THE SHOCK OF SEEING HIM was instant, even before he called her name. She had just now arrived home. Turned from the front door to see Corky hurrying toward the blue car in the driveway, Rafi getting out, smiling-there, at that moment-knowing who it was before she saw his face clearly but recognizing something about him, Corky shoving him then, keeping him against the car, and Rafi was calling, “Mary, help me!”
Beaming then, all a joke, with a few words in Spanish for Corky and he was coming to her with outstretched hands-to do what, put his arms around her? She took his hands, managed to smile and said pleasantly, with a note of surprise, “Well…” It was the best she could do.
“Mary, Mary, it’s so wonderful to see you again!” His head darted and he kissed her, almost on the mouth, before she could pull back.
Mary said, “Well…” She said something that sounded like, “What a surprise.”

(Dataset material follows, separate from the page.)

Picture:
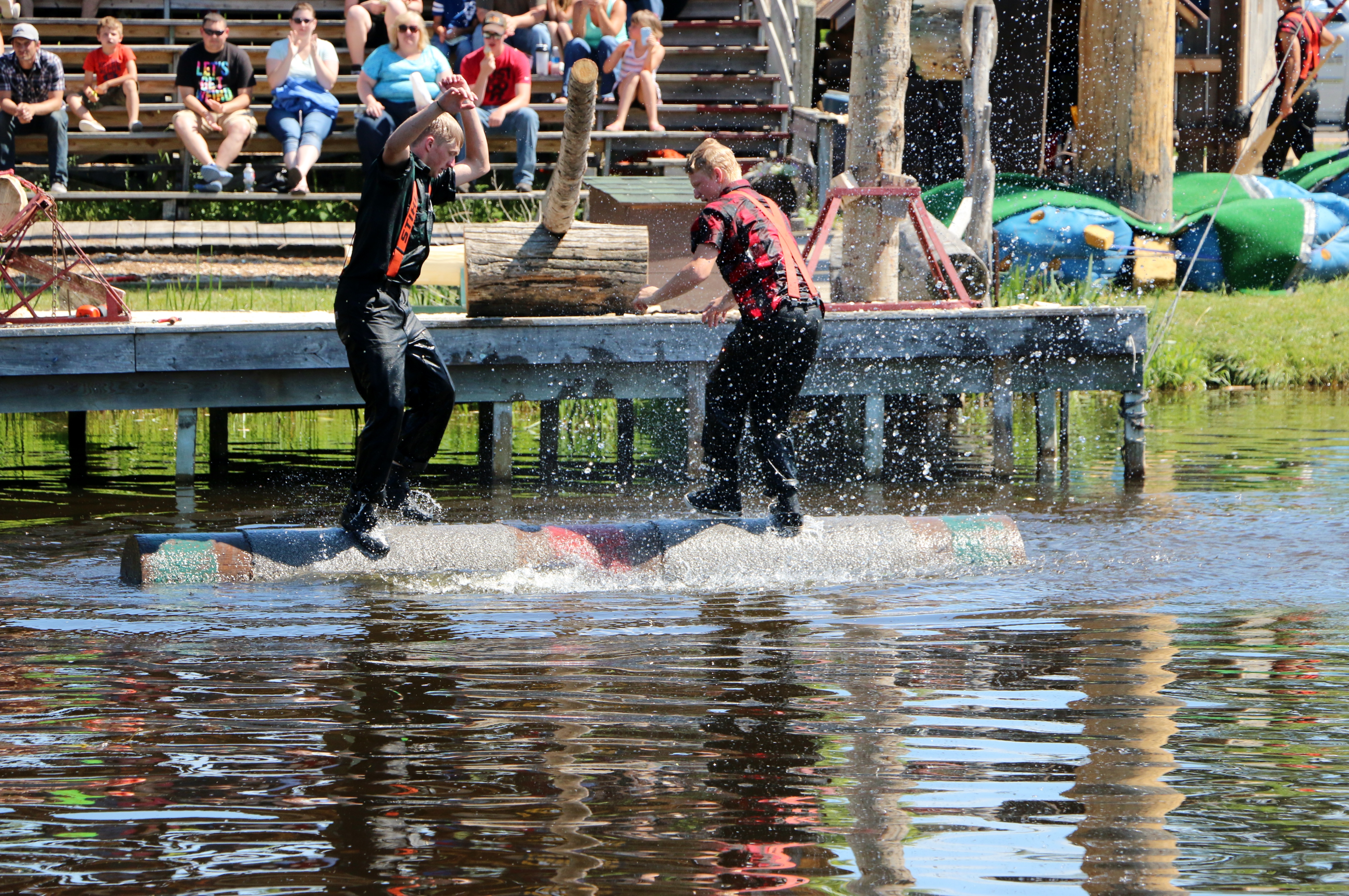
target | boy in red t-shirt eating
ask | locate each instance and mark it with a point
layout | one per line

Altagracia served them chilled white wine on the sundeck. Rafi made a show of raising his to the fading sun and came close to rejoicing over the red hues reflected in his glass. He wore his tailored white Dominican shirt, the squared-off tails hanging free of his trousers.
“It’s lovely,” Rafi said then, “everything, your home, your-how should I say?-your taste in decorating, it’s as I imagine it would be.”

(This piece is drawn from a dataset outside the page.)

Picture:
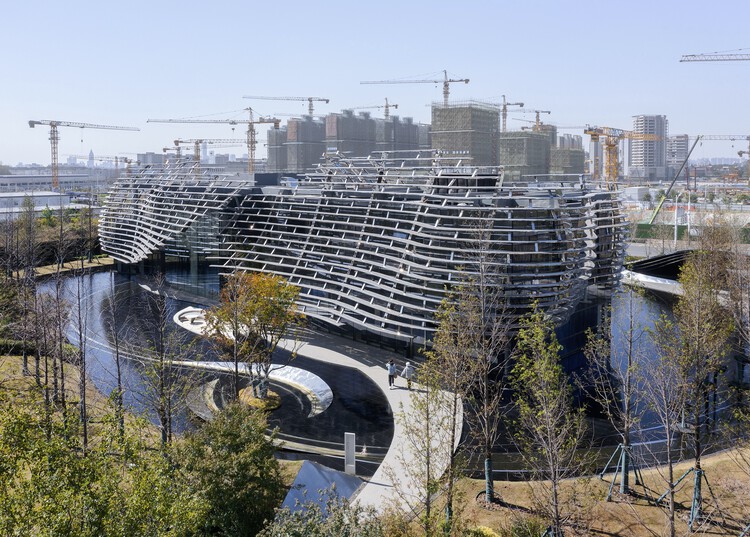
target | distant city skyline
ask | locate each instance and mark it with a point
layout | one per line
(597, 63)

Mary said, “I didn’t think you knew my name.”
His gaze came away from the view, the boat dock, the sweep of lawn, smiling with that air of familiarity, confidence, she remembered from the first time they met.

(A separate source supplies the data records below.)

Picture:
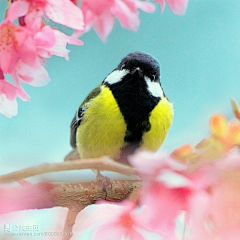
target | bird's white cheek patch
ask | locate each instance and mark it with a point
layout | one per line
(154, 88)
(115, 76)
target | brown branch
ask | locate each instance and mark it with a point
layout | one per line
(70, 195)
(101, 164)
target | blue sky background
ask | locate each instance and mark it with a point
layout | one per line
(200, 71)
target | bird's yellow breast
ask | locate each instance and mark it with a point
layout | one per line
(103, 127)
(160, 119)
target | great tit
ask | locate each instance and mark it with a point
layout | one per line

He said, “Mary, a woman of your beauty begs to be identified.”
She said, “Rafi, knock it off. Get to the point.”
“I’m sorry,” he said. “What?”
“Who told you my name?”
“You’re well known, Mary. The wife of a man who was once very important in our government. You come to Casa de Campo… You’re the buddy of a man who was a celebrity in Santo Domingo for a day or two, looking for his lost love.” He stopped. “I can’t imagine that, why he would look for someone else if he has you.”
“We’re friends,” Mary said.
“Yes, I notice. Very good friends.”
“Have you called him since you got here?”
“Who, Moran?” This brought a new depth of enjoyment. As his smile began to fade a trace still lingered. “You just left him, Mary, at, I believe, the Holiday Inn? Didn’t he tell you I’m staying with him?”